Info-Stealing Malware Pushed Through WhatsApp Messages
Voice Messages Are Being Used as a Lure.
Phishing is a malicious technique used by cybercriminals to gather sensitive information (credit card data, usernames, and passwords, etc.) from users.
The attackers pretend to be trustworthy entities to bait the victims into trusting them and revealing their confidential data.
The data gathered through phishing can be used for financial theft, identity theft, gaining unauthorized access to the victim’s accounts or to accounts they have access to, blackmailing the victim, and more.
Attempts have been made to disseminate information-stealing malware to at least 27,655 email addresses via the use of a new WhatsApp phishing campaign that impersonates the voice message function of the messaging app.
By sending this phishing campaign, the sender hopes to guide them through a series of actions that will eventually result in the installation of an information-stealing malware infection, paving the way for credential theft.
Information taken by these malware programs is mostly account credentials saved in browsers and apps, but it also includes cryptocurrency wallets and SSH keys, as well as information from files kept on the victim’s machine.
Researchers from Armorblox were the ones who identified the latest WhatsApp voice message phishing effort.
The context of this attack also leverages the curiosity effect, a cognitive bias that refers to our innate desire to resolve uncertainty and know more about something.
When we see emails we’ve already seen before, our brains tend to employ System 1 thinking and take quick action. The email content even had every victim’s first name filled in to increase the feeling of legitimacy and the chances of follow-through.
WhatsApp has had the ability to send audio messages to users in groups and private conversations for some years, and the service recently received some refinements as a result of new developments.
As BleepingComputer reports, a timed phishing attack poses as a notice from WhatsApp, informing the victim that they have received a new private message from a friend.
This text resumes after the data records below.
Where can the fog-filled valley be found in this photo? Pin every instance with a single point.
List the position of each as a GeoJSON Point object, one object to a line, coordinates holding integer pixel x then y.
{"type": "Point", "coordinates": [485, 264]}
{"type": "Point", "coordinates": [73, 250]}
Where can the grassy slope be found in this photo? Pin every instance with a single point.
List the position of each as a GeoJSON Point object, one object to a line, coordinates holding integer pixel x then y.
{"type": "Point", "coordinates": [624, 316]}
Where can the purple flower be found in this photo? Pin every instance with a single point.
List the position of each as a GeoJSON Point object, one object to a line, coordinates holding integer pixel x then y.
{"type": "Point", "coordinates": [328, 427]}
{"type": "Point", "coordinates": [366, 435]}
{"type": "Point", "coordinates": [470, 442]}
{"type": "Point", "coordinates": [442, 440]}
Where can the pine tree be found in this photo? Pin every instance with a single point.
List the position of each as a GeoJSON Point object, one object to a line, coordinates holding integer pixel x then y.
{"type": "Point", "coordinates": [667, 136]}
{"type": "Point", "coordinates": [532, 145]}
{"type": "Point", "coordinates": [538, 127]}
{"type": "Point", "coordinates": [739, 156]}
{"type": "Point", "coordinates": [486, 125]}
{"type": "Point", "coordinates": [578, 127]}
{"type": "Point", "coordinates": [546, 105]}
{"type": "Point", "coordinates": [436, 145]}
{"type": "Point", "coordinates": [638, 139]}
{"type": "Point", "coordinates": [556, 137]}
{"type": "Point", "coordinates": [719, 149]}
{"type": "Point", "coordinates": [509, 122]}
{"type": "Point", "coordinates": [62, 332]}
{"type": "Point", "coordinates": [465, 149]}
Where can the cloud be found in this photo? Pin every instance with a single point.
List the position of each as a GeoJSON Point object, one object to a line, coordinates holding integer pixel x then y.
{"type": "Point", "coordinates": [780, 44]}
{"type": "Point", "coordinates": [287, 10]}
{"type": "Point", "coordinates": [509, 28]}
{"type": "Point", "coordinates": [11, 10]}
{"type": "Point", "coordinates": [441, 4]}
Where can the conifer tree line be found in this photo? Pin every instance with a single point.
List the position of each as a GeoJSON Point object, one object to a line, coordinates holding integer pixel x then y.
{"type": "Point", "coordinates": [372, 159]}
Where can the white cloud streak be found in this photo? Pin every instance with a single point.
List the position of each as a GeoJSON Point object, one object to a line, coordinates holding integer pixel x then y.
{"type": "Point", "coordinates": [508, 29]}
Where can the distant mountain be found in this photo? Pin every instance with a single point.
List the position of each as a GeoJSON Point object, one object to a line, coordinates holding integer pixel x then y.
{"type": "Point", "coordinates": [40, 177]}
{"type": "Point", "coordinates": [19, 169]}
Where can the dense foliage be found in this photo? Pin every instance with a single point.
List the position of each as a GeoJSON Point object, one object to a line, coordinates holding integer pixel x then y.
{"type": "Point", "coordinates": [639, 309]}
This email contains an embedded “Play” button as well as information on the length and creation time of an audio clip.
Using an email address associated with the Center for Road Safety of the Moscow Region, the sender is impersonating a “Whatsapp Notifier” service and pretending to be from that organization.
Being a real and authentic company, the communications are not identified or banned by email security solutions, which is often the most difficult obstacle for phishing actors to overcome.
Upon clicking on the “Play” button in the message body, the receiver is led to a website that presents an allow/block prompt for downloading a malicious Java/Kryptic trojan.
In order to deceive the victim into clicking on “Allow,” the threat actors create a web page that states that you must click on “Allow” in order to authenticate that you are not a robot. The user will be subscribed to browser alerts that will transmit in-browser adverts for frauds, pornographic sites, and malware, if they choose to click on these, enable buttons, though.
Once the “accept” option is selected, the browser will ask the user to install the payload, which in this instance is a virus that steals sensitive information from the computer.